In working together on church, justice, and cultural work, Jess and I (Leroy) have had many conversations in airports and walks as we travel and do conferences. I asked him to write a letter specifically to his demographic of middle-aged white men about their work in these spaces. Here is our blog:
Dear Middle-Aged White Men in the Ecclesial or Justice Work (a letter to myself),
Nothing in our professional training or lived experience has set us up for this. It is not an excuse though. We have been enculturated to believe we are at the center of all things. The gravity of our opinion on any subject has been affirmed in most settings and engrained into our sense of self. We have very few experiences that have taught us to need to take a seat or be a learner on things we are passionate about. The work ahead is the painful work of being re-enculturated and unlearning some pretty foundational ideas.
It may feel like the world has moved on without us. It may feel like there is a reverse of privilege as the industry that formerly propelled hard-working white men looks to diversify. It is easy to blame others without looking in the mirror at some hard truths.

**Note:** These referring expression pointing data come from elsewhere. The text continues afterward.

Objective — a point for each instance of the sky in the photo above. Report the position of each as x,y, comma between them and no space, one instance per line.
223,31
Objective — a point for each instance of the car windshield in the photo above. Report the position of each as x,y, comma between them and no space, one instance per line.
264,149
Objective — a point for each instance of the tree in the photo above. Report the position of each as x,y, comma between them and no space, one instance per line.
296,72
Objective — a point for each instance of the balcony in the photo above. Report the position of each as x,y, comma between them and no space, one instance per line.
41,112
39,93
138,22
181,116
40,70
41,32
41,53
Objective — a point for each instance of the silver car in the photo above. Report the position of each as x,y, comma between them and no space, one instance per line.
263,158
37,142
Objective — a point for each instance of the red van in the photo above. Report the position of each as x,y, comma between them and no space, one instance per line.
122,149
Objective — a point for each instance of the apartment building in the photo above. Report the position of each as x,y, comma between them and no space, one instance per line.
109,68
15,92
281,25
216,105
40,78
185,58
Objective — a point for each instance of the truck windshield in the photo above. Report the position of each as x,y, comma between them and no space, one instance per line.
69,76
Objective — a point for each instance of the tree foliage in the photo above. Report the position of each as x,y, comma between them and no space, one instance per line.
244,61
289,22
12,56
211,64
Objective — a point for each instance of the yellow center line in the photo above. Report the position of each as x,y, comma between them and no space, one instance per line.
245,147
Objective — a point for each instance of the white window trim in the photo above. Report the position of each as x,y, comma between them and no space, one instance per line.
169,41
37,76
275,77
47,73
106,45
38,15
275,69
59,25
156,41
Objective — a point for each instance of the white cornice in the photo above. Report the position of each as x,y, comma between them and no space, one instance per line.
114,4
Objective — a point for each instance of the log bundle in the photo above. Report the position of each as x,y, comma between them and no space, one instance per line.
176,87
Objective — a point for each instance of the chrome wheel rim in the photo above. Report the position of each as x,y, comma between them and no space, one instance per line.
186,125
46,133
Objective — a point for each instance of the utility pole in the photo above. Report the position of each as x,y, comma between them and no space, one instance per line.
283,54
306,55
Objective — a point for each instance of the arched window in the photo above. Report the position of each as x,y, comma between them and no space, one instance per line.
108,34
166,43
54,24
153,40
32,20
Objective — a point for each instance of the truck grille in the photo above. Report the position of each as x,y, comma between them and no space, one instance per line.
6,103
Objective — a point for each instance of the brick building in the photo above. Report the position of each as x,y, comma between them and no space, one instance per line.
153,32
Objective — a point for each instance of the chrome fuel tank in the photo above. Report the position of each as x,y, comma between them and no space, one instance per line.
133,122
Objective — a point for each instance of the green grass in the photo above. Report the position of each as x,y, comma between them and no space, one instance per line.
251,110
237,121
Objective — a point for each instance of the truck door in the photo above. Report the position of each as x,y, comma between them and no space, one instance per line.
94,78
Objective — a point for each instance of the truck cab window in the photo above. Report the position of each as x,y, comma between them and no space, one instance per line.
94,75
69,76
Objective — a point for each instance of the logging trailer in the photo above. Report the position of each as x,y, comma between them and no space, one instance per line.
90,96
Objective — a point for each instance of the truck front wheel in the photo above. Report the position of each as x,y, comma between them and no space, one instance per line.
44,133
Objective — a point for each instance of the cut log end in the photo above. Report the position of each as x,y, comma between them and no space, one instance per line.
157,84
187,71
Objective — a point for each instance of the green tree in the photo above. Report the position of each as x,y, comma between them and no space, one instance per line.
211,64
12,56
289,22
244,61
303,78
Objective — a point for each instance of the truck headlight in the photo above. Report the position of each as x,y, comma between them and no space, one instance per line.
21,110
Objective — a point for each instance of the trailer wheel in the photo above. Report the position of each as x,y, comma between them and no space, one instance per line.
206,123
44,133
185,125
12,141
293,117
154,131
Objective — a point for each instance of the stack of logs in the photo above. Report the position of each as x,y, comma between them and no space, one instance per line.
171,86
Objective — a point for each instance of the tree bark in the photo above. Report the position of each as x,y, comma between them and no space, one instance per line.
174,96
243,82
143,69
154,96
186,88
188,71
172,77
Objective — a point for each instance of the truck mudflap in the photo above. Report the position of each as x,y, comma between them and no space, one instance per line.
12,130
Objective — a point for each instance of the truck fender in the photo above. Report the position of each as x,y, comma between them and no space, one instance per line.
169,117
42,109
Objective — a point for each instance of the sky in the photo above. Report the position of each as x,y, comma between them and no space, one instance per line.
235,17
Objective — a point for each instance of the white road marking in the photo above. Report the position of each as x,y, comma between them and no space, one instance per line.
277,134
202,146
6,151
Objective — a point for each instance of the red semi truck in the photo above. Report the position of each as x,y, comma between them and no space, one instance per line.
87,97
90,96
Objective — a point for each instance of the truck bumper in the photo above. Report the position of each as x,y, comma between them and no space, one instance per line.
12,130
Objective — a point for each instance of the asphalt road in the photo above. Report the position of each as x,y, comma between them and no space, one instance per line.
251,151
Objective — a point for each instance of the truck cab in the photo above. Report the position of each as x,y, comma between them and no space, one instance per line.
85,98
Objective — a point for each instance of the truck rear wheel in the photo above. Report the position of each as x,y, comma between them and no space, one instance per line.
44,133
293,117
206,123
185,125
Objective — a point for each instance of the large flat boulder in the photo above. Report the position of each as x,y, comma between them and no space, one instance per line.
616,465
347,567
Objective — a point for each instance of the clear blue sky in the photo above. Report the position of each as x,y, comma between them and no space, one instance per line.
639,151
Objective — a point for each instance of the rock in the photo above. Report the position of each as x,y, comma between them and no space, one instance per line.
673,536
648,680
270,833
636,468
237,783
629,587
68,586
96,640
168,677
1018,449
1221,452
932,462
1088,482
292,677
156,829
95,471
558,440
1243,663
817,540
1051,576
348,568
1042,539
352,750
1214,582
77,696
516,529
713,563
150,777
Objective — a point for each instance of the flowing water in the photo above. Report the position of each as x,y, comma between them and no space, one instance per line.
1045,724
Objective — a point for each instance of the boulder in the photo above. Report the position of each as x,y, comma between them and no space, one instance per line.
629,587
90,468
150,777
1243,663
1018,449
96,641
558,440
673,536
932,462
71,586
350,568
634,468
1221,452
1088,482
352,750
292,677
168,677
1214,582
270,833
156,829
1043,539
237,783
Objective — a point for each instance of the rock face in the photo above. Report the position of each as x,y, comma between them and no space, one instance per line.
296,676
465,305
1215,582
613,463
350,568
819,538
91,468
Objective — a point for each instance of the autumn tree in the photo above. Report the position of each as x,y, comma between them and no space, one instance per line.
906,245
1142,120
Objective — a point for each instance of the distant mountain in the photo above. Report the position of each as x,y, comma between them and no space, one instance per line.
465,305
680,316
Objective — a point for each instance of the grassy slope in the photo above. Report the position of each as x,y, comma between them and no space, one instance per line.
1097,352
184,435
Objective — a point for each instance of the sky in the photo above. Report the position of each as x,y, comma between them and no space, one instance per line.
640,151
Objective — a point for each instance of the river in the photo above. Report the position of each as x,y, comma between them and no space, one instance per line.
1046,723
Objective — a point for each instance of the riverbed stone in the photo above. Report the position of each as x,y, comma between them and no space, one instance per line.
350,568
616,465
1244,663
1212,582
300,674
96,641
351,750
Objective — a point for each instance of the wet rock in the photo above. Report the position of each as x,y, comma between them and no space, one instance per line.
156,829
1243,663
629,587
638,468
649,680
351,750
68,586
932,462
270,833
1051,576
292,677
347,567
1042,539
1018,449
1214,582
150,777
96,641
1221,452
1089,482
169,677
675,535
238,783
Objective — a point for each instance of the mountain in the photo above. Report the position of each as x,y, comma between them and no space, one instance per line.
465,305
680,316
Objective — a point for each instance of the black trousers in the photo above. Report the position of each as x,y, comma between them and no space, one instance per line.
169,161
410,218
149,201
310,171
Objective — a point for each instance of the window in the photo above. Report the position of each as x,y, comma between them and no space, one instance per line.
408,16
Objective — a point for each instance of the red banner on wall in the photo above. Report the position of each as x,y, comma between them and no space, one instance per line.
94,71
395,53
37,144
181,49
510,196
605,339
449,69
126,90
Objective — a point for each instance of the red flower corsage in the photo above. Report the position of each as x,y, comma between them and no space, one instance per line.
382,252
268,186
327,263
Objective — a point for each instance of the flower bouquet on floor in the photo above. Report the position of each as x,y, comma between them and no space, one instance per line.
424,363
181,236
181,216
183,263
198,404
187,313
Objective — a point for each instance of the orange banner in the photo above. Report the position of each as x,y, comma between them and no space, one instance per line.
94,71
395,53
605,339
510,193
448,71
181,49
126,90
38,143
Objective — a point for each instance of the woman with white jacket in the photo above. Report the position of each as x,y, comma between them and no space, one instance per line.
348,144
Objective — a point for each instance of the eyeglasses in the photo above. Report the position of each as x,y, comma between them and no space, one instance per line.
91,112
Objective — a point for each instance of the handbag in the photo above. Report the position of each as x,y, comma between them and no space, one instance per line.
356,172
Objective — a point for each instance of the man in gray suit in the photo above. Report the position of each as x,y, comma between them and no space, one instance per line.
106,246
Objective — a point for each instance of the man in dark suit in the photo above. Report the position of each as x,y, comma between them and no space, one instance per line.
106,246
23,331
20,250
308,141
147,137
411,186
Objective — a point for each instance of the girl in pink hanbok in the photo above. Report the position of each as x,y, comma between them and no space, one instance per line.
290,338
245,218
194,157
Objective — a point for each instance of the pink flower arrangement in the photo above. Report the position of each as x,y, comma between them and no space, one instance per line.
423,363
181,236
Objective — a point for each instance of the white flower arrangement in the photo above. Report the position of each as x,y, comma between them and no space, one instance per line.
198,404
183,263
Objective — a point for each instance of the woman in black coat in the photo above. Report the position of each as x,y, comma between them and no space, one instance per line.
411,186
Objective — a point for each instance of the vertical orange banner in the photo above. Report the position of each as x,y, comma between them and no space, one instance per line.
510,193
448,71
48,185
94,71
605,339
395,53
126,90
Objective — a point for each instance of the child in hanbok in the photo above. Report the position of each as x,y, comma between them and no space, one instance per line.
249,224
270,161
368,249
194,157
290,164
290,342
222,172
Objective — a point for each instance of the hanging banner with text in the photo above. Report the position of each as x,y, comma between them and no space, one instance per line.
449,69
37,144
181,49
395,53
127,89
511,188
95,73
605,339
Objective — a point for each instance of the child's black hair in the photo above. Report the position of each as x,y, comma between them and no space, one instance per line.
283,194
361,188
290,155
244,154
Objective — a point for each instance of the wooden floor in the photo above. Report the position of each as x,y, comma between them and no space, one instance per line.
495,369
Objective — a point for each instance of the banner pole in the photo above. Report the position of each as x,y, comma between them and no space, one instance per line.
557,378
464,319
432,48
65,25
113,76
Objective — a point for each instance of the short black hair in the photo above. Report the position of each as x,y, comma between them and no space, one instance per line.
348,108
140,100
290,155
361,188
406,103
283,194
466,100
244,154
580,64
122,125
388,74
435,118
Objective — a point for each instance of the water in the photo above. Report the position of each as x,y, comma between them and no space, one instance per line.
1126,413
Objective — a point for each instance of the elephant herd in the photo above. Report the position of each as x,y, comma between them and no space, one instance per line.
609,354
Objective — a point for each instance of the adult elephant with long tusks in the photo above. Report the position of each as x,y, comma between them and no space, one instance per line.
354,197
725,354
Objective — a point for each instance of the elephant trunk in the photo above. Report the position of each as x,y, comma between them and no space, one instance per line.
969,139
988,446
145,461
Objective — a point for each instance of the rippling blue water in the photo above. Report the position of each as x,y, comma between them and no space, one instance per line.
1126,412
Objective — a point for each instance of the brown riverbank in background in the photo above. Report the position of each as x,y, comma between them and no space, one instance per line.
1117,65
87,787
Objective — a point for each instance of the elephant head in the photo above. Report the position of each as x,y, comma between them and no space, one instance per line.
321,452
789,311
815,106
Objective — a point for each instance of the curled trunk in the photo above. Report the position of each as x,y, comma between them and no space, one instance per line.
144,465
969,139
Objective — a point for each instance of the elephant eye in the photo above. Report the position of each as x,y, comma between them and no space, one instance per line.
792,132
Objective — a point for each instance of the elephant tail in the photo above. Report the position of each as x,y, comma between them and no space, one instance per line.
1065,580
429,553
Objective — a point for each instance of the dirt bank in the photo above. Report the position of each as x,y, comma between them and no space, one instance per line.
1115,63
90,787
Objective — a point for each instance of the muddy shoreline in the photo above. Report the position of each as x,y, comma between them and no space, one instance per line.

People of color call this “doing the work”. Ideally that work is aided by finding persons of color to mentor or walk with us. However, they are not obligated to say ‘yes’ to our invitation. For good reason. Working with culturally underdeveloped middle-aged white people on culture work is exhausting. Also, there is a lot of middle-aged white men, too many for folks of color to work with. So we need to do our work; read marginalized voices, listen to podcasts, watch the documentaries. With content as ubiquitous as it is, there is no reason we cannot make strides by getting some understandings of the real lived experience and internal conversations from communities of color.
However, one of the things we have been enculturated to believe is that we can be an expert on something after doing it just once. We must fight off the temptation to ever see ourselves as a more of an authoritative voice on cultural matters than the people of color around us. At best hold the position that “I know enough to be dangerous.”
In closing I want to change the variable for a minute. Let’s imaging we wanted to start, lead or be active in a ministry related to veterans’ justice. Veterans are disproportionately impacted by homelessness, mental health challenges in the form of PTSD, marital struggles, etc. No matter what you do, no matter how much research you do, no matter how many informational interviews you do; you will never be more qualified than a lived veteran to speak into what is best for veterans. You have never struggled with the VA, never tried to go back to “life as normal”, etc.
Now, you may be reading this thinking, ‘no kidding’.
I would propose it is the same for ecclesial, justice, and culture work. Our organizations will probably never be multicultural with our privilege driving decisions. Our nonprofit will rarely reach its full missional impact with our privileged ideology making policy and strategic direction. Our churches will hardly ever cross the race divide with us as its senior leaders. We have never been veterans. We have only ever been civilians.
I know this can be tough to read. Nothing in the US American lived experience has set us up for success in this. Resist the temptation to see the work of ecclesiology or justice as “passed you by” or “too hard”. The world desperately needs better white people. The time is now to tell one another the truth. Hold on to one another as we learn a new posture together. We have to grow. As we do, we live into a more diverse and just field of work and ministry that begins with ‘doing the work’ ourselves and being transparent about the journey.